Olga Acevedo and her brother Prieto, the protagonists of Olga Dies Dreaming feel this otherness deeply. Despite their successes, the former being a well-off wedding planner and the latter a Congressman, both feel a profound lack of fulfilment. They came from parents who held radical views and lived the lives of revolutionaries. These lives were far from ideal. Their father became addicted to heroin and eventually died of complications from AIDS. Their mother abandoned them to be raised by their relatives, feeling her revolutionary mission was needed elsewhere in the world.

Olga, finding her rich clientele to be often unbearable, eventually sleeps with one of her client’s fathers as revenge. Dick, a man with a name a bit on the nose, becomes attached to Olga, trying to make her his actual girlfriend and even leaving his wife for her. Olga, uninterested in him beyond the occasional hook-up, keeps him at arms lengths and soon meets a man who she finds much more attractive. Prieto, a deeply-closeted gay man, had been elected as a progressive, but his status leaves him vulnerable to blackmail by the moneyed interests of New York City and Washington DC.

Throughout their struggles, their radical mother, Blanca, haunts them. Several chapters in the novel are letters from her to Olga and Prieto. She encourages them to follow in her footsteps and fight for justice in the world, expressing disappointment when Olga goes to an Ivy League college, and ceasing communication with Prieto when he votes in favor of austerity measures in Puerto Rico. Blanca, for all her heroic efforts to heal the world, lacks something of a maternal instinct for her own children.
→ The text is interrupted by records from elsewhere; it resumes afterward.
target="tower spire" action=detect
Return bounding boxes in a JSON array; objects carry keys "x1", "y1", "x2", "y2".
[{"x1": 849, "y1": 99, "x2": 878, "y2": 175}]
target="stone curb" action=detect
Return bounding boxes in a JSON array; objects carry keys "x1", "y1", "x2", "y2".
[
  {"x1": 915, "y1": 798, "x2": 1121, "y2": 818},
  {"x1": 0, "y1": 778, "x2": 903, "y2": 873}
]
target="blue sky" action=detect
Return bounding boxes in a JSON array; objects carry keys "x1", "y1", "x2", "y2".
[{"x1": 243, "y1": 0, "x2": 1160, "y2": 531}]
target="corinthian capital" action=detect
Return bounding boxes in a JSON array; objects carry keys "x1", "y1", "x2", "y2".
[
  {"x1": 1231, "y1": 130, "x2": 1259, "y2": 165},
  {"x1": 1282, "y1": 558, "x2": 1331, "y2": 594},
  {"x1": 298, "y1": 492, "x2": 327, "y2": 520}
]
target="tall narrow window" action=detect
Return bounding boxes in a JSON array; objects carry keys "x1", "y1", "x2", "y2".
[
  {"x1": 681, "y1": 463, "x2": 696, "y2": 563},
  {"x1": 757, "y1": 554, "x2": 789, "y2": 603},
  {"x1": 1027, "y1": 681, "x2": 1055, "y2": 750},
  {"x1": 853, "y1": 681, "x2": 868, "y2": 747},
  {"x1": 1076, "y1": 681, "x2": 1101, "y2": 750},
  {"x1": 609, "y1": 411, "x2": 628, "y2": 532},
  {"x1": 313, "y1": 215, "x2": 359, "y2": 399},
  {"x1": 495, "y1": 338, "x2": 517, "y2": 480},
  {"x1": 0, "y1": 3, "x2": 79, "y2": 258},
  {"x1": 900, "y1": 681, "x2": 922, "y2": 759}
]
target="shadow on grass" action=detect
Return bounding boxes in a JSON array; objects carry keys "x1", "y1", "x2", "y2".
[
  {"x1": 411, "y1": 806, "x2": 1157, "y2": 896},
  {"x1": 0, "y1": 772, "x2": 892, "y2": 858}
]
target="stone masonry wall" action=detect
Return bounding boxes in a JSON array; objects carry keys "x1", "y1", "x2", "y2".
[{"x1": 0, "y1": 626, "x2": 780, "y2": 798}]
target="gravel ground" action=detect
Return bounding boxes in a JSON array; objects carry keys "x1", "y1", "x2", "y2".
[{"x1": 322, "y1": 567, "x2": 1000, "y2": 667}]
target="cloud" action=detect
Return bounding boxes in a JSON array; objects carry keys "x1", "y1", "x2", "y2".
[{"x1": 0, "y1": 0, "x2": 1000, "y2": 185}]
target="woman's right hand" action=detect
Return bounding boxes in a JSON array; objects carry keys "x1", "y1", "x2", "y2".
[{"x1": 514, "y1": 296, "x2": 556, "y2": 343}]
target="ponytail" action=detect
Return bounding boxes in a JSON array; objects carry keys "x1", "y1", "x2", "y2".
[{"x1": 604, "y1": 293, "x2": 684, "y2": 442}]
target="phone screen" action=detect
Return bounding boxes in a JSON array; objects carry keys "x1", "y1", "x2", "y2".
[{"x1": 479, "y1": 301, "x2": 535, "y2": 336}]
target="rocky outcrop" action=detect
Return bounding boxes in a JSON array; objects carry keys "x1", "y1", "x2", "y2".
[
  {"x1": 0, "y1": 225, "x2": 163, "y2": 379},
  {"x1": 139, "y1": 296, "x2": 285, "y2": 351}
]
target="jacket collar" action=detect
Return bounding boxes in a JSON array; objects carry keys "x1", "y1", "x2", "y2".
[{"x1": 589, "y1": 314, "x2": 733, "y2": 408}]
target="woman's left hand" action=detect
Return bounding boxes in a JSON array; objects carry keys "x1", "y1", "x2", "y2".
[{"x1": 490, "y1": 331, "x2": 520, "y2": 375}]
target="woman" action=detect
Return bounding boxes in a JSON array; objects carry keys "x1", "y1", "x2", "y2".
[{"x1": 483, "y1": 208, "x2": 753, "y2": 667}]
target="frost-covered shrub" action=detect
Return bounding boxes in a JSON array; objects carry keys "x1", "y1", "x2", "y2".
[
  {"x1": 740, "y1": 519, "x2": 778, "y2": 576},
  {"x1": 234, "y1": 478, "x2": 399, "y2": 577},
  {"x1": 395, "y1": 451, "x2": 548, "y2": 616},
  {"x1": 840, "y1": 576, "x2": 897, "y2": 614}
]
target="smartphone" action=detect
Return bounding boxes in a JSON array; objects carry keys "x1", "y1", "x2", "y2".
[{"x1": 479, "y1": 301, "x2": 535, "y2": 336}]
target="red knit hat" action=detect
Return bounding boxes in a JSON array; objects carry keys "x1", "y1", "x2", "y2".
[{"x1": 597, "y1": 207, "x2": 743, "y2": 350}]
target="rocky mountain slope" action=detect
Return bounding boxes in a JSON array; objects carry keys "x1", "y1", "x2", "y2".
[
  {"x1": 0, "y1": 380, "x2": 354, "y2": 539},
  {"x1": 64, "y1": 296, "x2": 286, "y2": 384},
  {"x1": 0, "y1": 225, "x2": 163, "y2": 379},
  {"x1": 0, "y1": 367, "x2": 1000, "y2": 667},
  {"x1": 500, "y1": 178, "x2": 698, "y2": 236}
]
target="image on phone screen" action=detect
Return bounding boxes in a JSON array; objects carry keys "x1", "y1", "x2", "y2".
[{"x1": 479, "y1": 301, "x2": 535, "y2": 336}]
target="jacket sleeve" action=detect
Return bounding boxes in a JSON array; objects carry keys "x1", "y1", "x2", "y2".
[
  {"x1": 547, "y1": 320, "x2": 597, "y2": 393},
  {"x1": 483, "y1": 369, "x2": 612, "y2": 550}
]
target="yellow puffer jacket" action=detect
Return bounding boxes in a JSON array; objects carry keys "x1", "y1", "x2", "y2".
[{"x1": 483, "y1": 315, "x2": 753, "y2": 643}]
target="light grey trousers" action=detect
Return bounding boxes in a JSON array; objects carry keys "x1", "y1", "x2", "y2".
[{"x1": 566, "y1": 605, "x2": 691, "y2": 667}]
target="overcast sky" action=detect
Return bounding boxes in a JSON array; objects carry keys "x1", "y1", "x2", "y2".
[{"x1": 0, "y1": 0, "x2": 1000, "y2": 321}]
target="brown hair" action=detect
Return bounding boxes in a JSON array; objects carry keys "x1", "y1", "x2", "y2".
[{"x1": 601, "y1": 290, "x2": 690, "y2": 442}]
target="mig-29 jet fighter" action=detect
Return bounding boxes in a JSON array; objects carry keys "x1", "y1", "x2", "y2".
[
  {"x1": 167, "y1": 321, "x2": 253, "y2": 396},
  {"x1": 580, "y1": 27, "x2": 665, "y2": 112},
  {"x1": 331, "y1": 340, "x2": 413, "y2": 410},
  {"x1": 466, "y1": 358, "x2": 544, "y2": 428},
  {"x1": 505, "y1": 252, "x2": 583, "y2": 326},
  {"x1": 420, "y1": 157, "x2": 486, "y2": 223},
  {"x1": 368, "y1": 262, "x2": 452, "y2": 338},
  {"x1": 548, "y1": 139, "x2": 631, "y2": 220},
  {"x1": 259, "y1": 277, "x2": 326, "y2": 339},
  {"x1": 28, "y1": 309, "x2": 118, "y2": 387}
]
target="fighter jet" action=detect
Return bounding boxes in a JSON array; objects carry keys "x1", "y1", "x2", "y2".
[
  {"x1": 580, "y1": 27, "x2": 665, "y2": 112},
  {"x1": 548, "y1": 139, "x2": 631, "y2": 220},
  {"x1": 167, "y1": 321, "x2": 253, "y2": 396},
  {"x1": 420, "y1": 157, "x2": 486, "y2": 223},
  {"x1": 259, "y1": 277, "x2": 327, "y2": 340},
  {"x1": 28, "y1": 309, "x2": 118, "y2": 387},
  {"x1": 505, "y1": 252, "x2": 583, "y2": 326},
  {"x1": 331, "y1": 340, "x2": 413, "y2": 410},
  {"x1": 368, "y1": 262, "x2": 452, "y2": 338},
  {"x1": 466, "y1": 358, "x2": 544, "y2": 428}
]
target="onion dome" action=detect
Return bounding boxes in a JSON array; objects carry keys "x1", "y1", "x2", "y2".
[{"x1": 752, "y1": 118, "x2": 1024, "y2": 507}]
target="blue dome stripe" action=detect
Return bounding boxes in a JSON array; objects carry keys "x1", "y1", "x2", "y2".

However, her messages to her children seem to get through to them in how they question their positions in their lives.

The past traumas of Olga and Prieto start to catch up to them when Hurricane Maria tears through Puerto Rico and both find out their mother is on the island. Besides ensuring her safety, they come to sympathize with their mother’s radicalism more when they see the appalling treatment the sitting administration gives the island with their paltry relief efforts.

The novel is very strong in exploring the minds of its characters. Even Dick, who could easily be said to be the “villain” of the book, is fleshed out and we see his ambitiousness that drives him to be successful in a traditional sense, but also his privilege blinders that allows him to exploit others with a clear mind.

Olga’s relationship to religion is another highlight. Her parents, being adamant atheists, refuse to allow her to go to church as a child. This only made it more attractive for the young Olga, giving her a sense of a rite of passage as a teenager and comfort when her relatives pass. It does not, however, provide her the broader sense of purpose one would expect, acting more as comforting ritualism.

At times, the dialogue falls into lectures. These are woven well in the letters from Blanca, whose voice is naturally didactic and focused on social justice. However, it works less well coming from other characters. This is especially true in the climax of Olga’s story where, on a morning news program where she was brought on to discuss wedding planning, she angrily lectures the audience on the treatment of Puerto Rico when the subject of Maria comes up. While a cathartic scene, it brings to mind the one from an Aaron Sorkin show. However, the fallout of it reads as very realistic.

Olga Dies Dreaming is a strong debut. It combines an engaging family story with interesting characters with a politically relevant story about America’s exploitation of Puerto Rico. Gonzalez, like Olga of the novel, left wedding planning to pursue writing, and I believe she has a bright future in it. The release of this novel is a good start to 2022.